Outro dado significativo é o número
de inscrições e rematrículas, por idade, realizadas na educação de jovens e
adultos para o ano de 2012, onde o contingente de adolescentes entre 15 e 17
anos representou 53,5% dos educandos, o que atesta a crescente juvenilização da
modalidade.
Logo,
o município segue a lógica até então diagnosticada, com uma forte migração dos
alunos do ensino regular do diurno para a educação de jovens e adultos no
noturno, caracterizando uma juvenilização desta modalidade. Os dados
estatísticos evidenciam o raciocínio traçado até aqui, ou seja, um aumento no
número de matrículas na EJA. A maioria não trabalha ou devido ao avanço da
idade e as necessidades de ordem econômica procuram iniciar sua jornada no
mercado de mercado. Como forma de atender essa forte demanda, o município
investe em políticas públicas voltadas para equacionar esse problema.
Uma
delas foi a implantação de uma turma de EJA no diurno de forma experimental
neste ano de 2012. Essa turma, em consonância com a Resolução nº 3, de 15 de
junho de 2010, atende seu Art. 5º, cujo Parágrafo único diz:
Para que haja oferta variada para o
pleno atendimento dos adolescentes, jovens e adultos situados na faixa de 15
(quinze) anos ou mais, com defasagem idade-série, tanto sequencialmente no
ensino regular quanto na Educação de Jovens e Adultos, assim como nos cursos
destinados à formação profissional, nos termos do § 3º do artigo 37 da Lei nº
9.394/96, torna-se necessário:
I – fazer a chamada ampliada de
estudantes para o Ensino Fundamental em todas as modalidades, tal como se faz a
chamada das pessoas de faixa etária obrigatória de ensino;
II – incentivar e apoiar as redes e
sistemas de ensino a estabelecerem, de forma colaborativa, política para
atendimento dos estudantes adolescentes de 15 (quinze) a 17 (dezessete) anos,
garantindo a utilização de mecanismos específicos para esse tipo de alunado que
considerem suas potencialidades, necessidades, expectativas em relação à vida,
às culturas juvenis e ao mundo do trabalho, tal como prevê o artigo 37 da Lei
nº 9.394/96, inclusive com programas de aceleração da aprendizagem, quando
necessário;
III – incentivar a oferta de EJA nos
períodos escolares diurno e noturno, com avaliação em processo.

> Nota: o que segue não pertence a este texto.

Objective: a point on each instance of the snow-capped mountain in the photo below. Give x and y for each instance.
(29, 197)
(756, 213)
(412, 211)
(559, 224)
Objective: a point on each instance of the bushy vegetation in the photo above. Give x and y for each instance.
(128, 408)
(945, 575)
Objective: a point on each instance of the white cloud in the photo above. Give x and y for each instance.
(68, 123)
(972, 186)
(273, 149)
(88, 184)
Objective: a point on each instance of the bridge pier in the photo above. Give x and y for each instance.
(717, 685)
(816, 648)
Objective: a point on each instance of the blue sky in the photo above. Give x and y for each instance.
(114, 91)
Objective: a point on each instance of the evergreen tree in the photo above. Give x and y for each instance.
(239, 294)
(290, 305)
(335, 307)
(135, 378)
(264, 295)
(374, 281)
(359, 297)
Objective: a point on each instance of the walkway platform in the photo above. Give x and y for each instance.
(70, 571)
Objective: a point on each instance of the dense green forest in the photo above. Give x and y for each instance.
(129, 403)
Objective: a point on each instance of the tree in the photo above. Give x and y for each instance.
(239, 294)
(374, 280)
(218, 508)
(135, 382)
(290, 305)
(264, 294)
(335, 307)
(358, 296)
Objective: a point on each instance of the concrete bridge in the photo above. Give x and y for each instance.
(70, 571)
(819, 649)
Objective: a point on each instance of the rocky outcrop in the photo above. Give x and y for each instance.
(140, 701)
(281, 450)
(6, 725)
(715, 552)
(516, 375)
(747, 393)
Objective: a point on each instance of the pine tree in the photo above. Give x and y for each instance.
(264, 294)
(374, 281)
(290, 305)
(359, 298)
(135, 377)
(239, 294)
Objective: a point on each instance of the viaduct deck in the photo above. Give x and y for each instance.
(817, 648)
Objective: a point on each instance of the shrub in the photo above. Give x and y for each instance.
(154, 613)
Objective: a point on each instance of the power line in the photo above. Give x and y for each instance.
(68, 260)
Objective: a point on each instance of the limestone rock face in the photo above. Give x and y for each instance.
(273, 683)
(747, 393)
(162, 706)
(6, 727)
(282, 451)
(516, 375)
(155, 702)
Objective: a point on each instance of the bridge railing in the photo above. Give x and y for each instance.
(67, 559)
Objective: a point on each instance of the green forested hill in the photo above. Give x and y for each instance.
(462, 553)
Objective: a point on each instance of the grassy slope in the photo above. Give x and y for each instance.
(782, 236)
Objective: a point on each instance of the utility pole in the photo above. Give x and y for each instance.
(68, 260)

Agregamos aqui, o artigo Dívida com a EJA, publicado na coluna
Debate Legal da Revista Escola – Gestão Escolar, agosto/setembro 2011, de autoria
do professor de Políticas Educacionais da Universidade Federal do Rio Grande do
Sul, Juca Gil:
Chama
a atenção o fato [da resolução CNE/CEB nº 3/2010] incentivar políticas
específicas para os adolescentes de 15 a 17 anos devido à compreensão de que esses
teriam características e necessidades diferenciadas dos demais alunos da EJA. A
modalidade precisa ser adequada também para os cidadãos hospitalizados, ou
privados de liberdade, as populações indígenas e quilombolas e os moradores do
campo.
E
mesmo para os habitantes das grandes cidades é necessário romper com alguns
costumes, como o fato de a oferta de EJA ser predominantemente realizada no
período noturno. Os não escolarizados que trabalham nas madrugadas estudarão
quando? Os vigias noturnos e as faxineiras dos prontos-socorros e dos shopping
centers estão fadadas a não ter diploma? As cozinheiras e os garçons que
garantem nosso jantar não podem ir à escola? A dona de casa que precisa ficar à
noite em casa com seus filhos e marido perde o direito ao ensino? Como fazem
aqueles que vivem em regiões assoladas pela violência e têm de permanecer em
casa quando a noite cai?
É
essencial manter as escolas abertas nos períodos matutino e vespertino
para os jovens e adultos estudarem. Um modelo único tende a não respeitar as
especificidades dos diversos perfis a que a modalidade atende, tornando-o
propenso ao fracasso. Será que é tão difícil adequá-lo às demandas de seu
público?
A
transferência discente se comprova na medida em que analisamos os dados sobre o
número de matrículas na EJA em igual período. Vamos tomar por base as séries
finais do ensino fundamental.
MATRÍCULAS
|
|||
Escolas
|
2007
|
2008
|
2009
|
TOTAL
|
4183
|
4732
|
5086
|
Fonte: Unidade Administrativa - SME
A
evasão na EJA então, sob esse prisma, pode ser considerada como uma nova
“injustiça social”, o que a torna um tema preocupante, fazendo com que esta
modalidade descumpra suas funções: reparadora,
equalizadora e qualificadora (Jamil Cury, Parecer 11/2000, p. 5).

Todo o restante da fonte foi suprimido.